A lack of social care policymaking capacity in the Department of Health will not be fully redressed by David Behan’s appointment as its first director general for social care, according to sector leaders.
The Commission for Social Care Inspection’s chief inspector was appointed to the board-level post last week.
Behan will hold the first social care-specific post on the DH board since the controversial departmental reorganisation in 2003. It stripped out huge numbers of social care posts and preceded the abolition of the DH-based Social Services Inspectorate.
Behan’s appointment at the helm of a new social care directorate has been widely acclaimed but there are warnings he will need more support to give the sector greater voice and status within the DH.
British Association of Social Workers chair Ray Jones said: “One person alone will not make a difference. It will need an increase in social care capacity which was stripped out when the Social Services Inspectorate was disbanded.”
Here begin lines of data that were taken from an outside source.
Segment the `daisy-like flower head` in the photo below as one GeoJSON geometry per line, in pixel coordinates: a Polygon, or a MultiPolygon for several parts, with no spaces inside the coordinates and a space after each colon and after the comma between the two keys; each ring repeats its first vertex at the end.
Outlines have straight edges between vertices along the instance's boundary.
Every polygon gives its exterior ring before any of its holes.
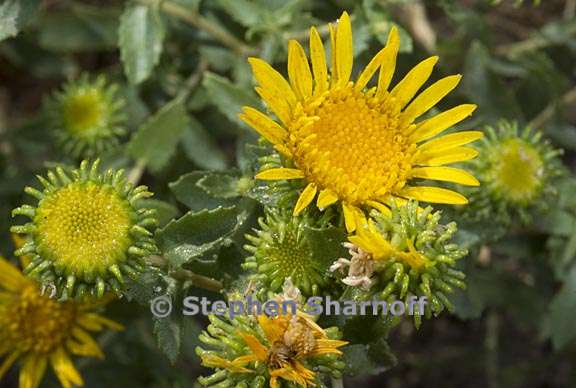
{"type": "Polygon", "coordinates": [[[299,214],[316,197],[318,208],[342,204],[349,231],[356,229],[363,207],[389,212],[395,197],[431,203],[465,204],[448,189],[414,185],[431,179],[478,185],[466,171],[446,165],[469,160],[477,151],[466,147],[482,137],[462,131],[436,137],[469,116],[475,105],[456,106],[418,120],[456,87],[461,76],[442,78],[418,96],[437,57],[416,65],[390,88],[400,45],[392,28],[388,43],[356,81],[352,73],[352,29],[346,12],[330,26],[332,58],[328,72],[318,31],[310,31],[311,66],[302,46],[288,45],[288,78],[261,59],[250,58],[256,91],[279,121],[246,107],[240,117],[290,161],[261,171],[266,180],[305,179],[308,183],[294,208],[299,214]],[[368,83],[379,73],[376,87],[368,83]],[[415,97],[416,96],[416,97],[415,97]]]}
{"type": "Polygon", "coordinates": [[[328,268],[316,257],[308,232],[322,225],[311,217],[293,217],[277,208],[266,208],[266,217],[258,222],[260,229],[254,235],[246,235],[250,244],[244,249],[252,256],[246,259],[243,268],[253,270],[255,278],[269,291],[278,292],[289,277],[305,295],[318,295],[327,284],[328,268]]]}
{"type": "Polygon", "coordinates": [[[324,330],[305,314],[241,316],[227,322],[211,316],[210,321],[200,341],[218,350],[196,351],[204,366],[218,371],[199,378],[203,386],[262,387],[268,382],[278,388],[284,382],[312,387],[318,385],[317,369],[341,377],[339,348],[347,342],[336,339],[337,328],[324,330]]]}
{"type": "Polygon", "coordinates": [[[103,75],[91,80],[84,74],[46,101],[52,131],[64,152],[92,158],[119,144],[125,133],[125,102],[117,97],[117,89],[103,75]]]}
{"type": "Polygon", "coordinates": [[[58,302],[0,258],[0,380],[20,361],[20,388],[36,388],[48,365],[62,387],[83,385],[71,355],[103,358],[90,332],[122,326],[97,314],[97,305],[58,302]]]}
{"type": "MultiPolygon", "coordinates": [[[[427,316],[444,308],[451,311],[447,295],[454,287],[465,286],[464,274],[454,266],[467,254],[450,243],[456,224],[441,224],[439,212],[421,209],[415,201],[392,205],[391,213],[384,216],[372,211],[368,223],[349,237],[350,259],[338,259],[331,269],[369,298],[425,296],[431,306],[424,312],[427,316]]],[[[417,314],[414,317],[419,319],[417,314]]]]}
{"type": "Polygon", "coordinates": [[[38,179],[42,191],[25,189],[38,205],[13,211],[31,219],[11,229],[28,238],[16,251],[31,257],[25,272],[56,287],[62,300],[119,293],[124,276],[136,277],[143,257],[157,251],[155,212],[139,204],[152,193],[128,183],[123,171],[101,174],[98,161],[83,161],[71,173],[59,167],[38,179]]]}
{"type": "Polygon", "coordinates": [[[530,219],[529,209],[542,209],[556,194],[552,180],[562,175],[560,150],[542,138],[542,133],[515,122],[501,121],[487,127],[479,143],[481,156],[472,163],[481,188],[470,189],[473,218],[499,217],[502,222],[518,216],[530,219]]]}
Andrea Rowe, chief executive of Skills for Care, agreed, saying: “He’s got a tall order putting social care high on the agenda as a single director general on effectively an NHS board.”
Care services minister Ivan Lewis told Community Care last week there will be further social care appointments to the DH but could not confirm any details.
The government could also not confirm whether care services director Anthony Sheehan and national director for social care Kathryn Hudson, currently the DH’s most senior social care officials, would report to Behan, nor whether he would head the Care Services Improvement Partnership.
Behan’s chief responsibilities will be helping deliver the health and social care white paper, providing social care leadership across central and local government and “securing resources for adult social care provision”.
He has not yet decided when he will take up his post.